# Keep binding screws loose until you get to the slopes?



## tonto (Mar 15, 2012)

In all the how to mount your bindings videos I've seen, the last few steps have always been to tighten the mounting screws for your bindings. And they advise to check that they are still tightened when you use them on the slopes.

I just recently heard that it's better to keep the mounting screws loose and then only tighten them when you get on to the slopes.

Is this so it forces your to check your binding screws and tighten it before you get on your snowboard? Or is this because of large changes in temperature could cause the screws to loosen or even cause damage?

Any info is much appreciated!


----------



## grafta (Dec 21, 2009)

I wouldn't worry bout it unless you have problems with them coming loose.

Yes expansion and contraction blah blah blah


----------



## poutanen (Dec 22, 2011)

Yeah I've heard that a few times, not sure where it started but it seems a little assinine to me. Been boarding 19 years, always cranked my screws down fairly tight when mounting the bindings, then check again about half way through day one, and again maybe a few weeks later. Then I tend to check them once or twice a year.

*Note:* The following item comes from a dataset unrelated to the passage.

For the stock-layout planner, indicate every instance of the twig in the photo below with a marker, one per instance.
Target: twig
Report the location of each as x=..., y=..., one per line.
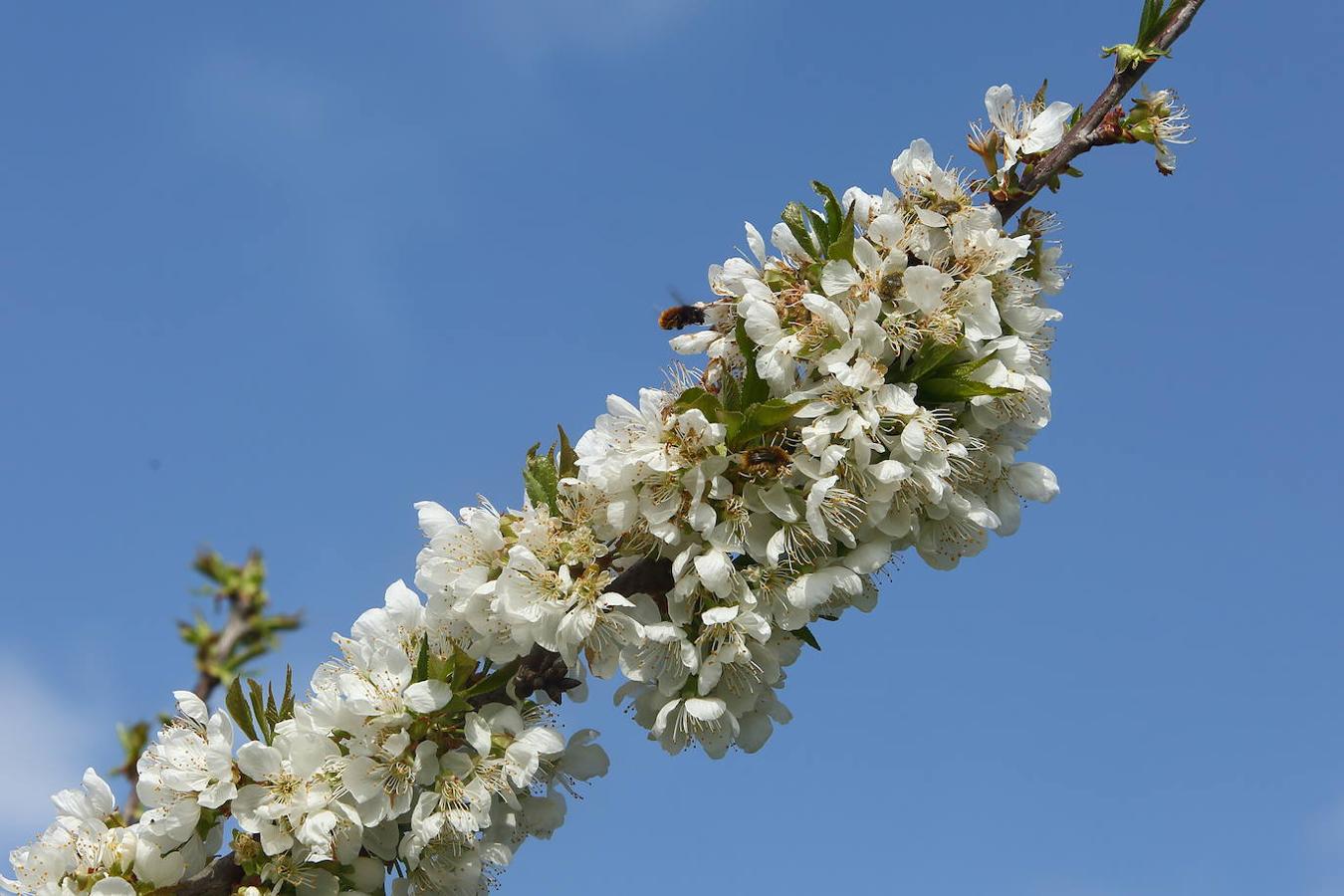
x=1089, y=130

There's no way in hell I'd be loosening and tightening my bindings every time I went to the hill.


----------



## ThunderChunky (Oct 1, 2011)

Don't do this. You'll forget you need to tighten them when you go to strap in and all your friends will be pissed they have to wait for you........yes it happened to me the first day. A bunch of other people too and most ended up buying a tool. :laugh:


----------



## Kapn.K (Jan 8, 2009)

Unless the insert and screw are different metals, they expand and contract the same amount. I mount mine when I get there and won't touch them until I pack to leave. Never had a loose screw. Like Wolf said, all my screws came with a stripe of Loctite blue on them. I only remove them because my kid's board sits on top of mine.


----------



## tonto (Mar 15, 2012)

Thanks for the feedback guys!

I'll keep my bindings tight. And my friend who heard that his brother does that will keep his bindings tight too.

Cheers!


----------